GRAND RAPIDS — A decade of dreams turned into a lengthy nightmare for the Grand Rapids Hoops when ex-Detroit Pistons star Isiah Thomas bought the Continental Basketball Association and then put the league in business limbo so he could accept the head coaching job with the Indiana Pacers.
But last week, Delta Properties President Joel Langlois woke the slumbering franchise from its financial bad dream by buying it and moving it to the International Basketball League and the DeltaPlex. Purchase price and terms were not revealed. Langlois bought the franchise from the now-defunct, Thomas-owned CBA. Past Hoops owners Bob Przybysz and Peter Cook were not involved in the deal.
“We’re excited about the prospect of going forward. It’s a new opportunity and I think the fans will like the atmosphere,” said Hoops GM Dave Grube, who, along with his front office staff, went the last month without being paid by Thomas.
Thomas served as league czar for one season before applying for the Pacers job. Once he got it, the CBA became a conflict of interest for him and the NBA told him he had to sell it. But until he could find a buyer, Thomas placed the CBA, which he promised to turn into the official NBA development league, in a trust. It pretty much sat there, until the bills piled up.

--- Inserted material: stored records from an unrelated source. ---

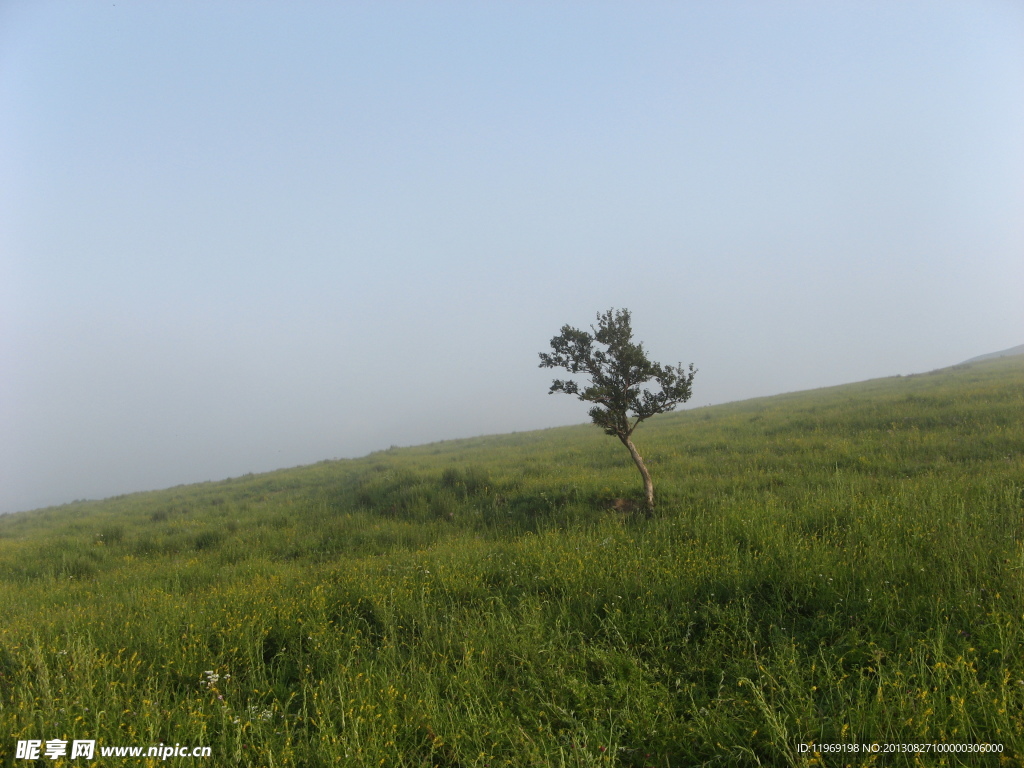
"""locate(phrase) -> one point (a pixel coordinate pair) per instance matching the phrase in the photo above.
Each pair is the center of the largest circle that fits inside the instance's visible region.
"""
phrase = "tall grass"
(840, 566)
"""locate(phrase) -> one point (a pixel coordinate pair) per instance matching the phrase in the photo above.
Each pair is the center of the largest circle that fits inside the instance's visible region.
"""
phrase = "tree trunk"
(648, 486)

So what, ultimately, did Thomas do for the league?
“Well, he brought a lot of attention to it. I don’t know if it was all positive. But he certainly brought a lot of attention to the recent workings of the league,” said Grube. “I think Isiah had dreams for the league. He just didn’t know how to implement them, or he couldn’t get the people at the league level to carry those dreams out.”
Grube then pinned down the day that Thomas turned the Hoops’ dream into a nightmare.

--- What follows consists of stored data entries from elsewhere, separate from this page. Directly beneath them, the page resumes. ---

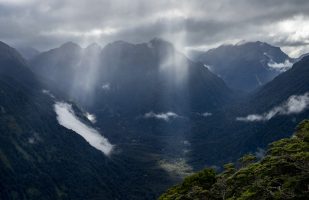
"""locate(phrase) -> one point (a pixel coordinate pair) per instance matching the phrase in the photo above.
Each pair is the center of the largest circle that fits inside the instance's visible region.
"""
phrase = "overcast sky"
(190, 24)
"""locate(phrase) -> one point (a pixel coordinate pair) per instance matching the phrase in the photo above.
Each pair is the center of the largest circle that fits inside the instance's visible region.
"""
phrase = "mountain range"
(246, 66)
(157, 114)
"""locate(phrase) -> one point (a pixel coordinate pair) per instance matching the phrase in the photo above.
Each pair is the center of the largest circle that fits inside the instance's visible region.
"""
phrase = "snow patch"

“I think when he took the job with the NBA and Indiana Pacers that was kind of the final nail for us, when your leader starts focusing his attention on other things,” he said. “It’s like when a CEO says he wants to run an auto company, but isn’t going to be there. Since October, we’ve really struggled as a league and a local team.”
The Fort Wayne Journal Gazette had probably the harshest evaluation of Thomas’ management skills. The paper wrote that Thomas should be a charter member in the Hall of Shame, if the city ever establishes one. The daily called him “the man who almost single-handedly delivered a lethal blow” to the Fort Wayne franchise. Then the paper depicted Thomas as less than dedicated to his ownership responsibility.

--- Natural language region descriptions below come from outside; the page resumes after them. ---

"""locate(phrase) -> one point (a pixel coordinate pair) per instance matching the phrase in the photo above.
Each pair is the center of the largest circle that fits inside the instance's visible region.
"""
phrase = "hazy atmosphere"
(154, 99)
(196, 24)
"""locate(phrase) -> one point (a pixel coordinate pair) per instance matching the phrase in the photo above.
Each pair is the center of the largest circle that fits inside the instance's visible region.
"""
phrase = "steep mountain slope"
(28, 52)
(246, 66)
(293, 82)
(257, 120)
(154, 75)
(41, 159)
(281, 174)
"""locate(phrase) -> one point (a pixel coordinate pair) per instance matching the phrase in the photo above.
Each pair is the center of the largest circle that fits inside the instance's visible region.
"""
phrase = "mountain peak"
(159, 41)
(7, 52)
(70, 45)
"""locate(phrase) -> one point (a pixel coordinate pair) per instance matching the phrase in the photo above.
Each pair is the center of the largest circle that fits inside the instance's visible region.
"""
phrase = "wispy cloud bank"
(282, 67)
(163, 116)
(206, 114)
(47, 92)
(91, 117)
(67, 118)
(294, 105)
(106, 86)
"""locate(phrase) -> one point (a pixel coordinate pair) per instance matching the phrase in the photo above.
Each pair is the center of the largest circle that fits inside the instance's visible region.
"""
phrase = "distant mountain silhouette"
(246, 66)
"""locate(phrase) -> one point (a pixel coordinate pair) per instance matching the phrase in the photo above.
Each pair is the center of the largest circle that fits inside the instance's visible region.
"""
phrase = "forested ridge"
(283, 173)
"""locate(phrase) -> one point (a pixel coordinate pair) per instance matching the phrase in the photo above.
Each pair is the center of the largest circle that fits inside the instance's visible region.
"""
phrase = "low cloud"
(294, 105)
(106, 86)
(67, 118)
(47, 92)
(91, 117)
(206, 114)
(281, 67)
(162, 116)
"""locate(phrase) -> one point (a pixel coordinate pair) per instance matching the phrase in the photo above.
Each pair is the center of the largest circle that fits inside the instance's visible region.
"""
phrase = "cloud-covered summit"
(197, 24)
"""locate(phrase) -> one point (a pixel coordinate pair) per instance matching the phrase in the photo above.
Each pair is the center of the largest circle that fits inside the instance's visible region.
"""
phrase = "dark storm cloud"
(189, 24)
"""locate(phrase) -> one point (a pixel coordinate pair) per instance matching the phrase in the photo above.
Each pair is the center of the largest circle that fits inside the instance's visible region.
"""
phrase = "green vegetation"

“It seems clear now that Thomas was desperate for a date when he took the plain but true CBA to the dance, and as soon as something with more pizzazz caught his eye, he dumped the CBA and left it to find its own ride home without leaving money for cab fare,” wrote the paper in a recent editorial.
Fort Wayne Fury GM Rich Coffey was upset with Thomas, too. Coffey said his franchise sold about $650,000 worth of season tickets this year. But the Fury had played only 8 of its 28 home games when Thomas suspended operations, doing so without returning $464,000 of the season-ticket money for the games the team won’t play. Coffey reportedly gave his season-ticket holders tips on how to sue Thomas for their money. Thomas also owes Przybysz money from his purchase of the Hoops.
As for Grube, he has been with the Hoops under two different ownership and management systems. One has each franchise being locally owned and operated. The other has one owner running the entire league. Without question, Grube said, he favors local ownership.
“You need somebody in the community who has passion for what you’re doing and is networked into the community to be able to share that passion,” he said.
“Once we went away from local ownership, I feel it was very difficult to make a strong commitment to the community. We went from an entity that had limited partners, key leaders in the community involved with the team, and people that were really supporting Grand Rapids in general, who wanted to see this go,” he said.
“When you remove that entity from any organization and then expect it to continue to have the same support, I think that is unrealistic. So, I think it is imperative to have local ownership and to have people who live in the city, who are a part of the city, and that give back to the city, involved in what you’re doing in minor league sports. I’m glad we’re back to that.”
Grube told the Business Journal that he feels the franchise’s charity foundation and other community-based programs, a big part of the Hoops, will be back in service in the future. He said Langlois has shown an interest in bringing those efforts back. Grube also lavished praise on his staff for their dedication and work during the last few nightmare months in the Thomas-owned CBA.
“The commitment that we talked about earlier in the season has stayed with what we’re doing,” he said. “We wished that the commitment that we were showing at the local level would have been shown at the national level.”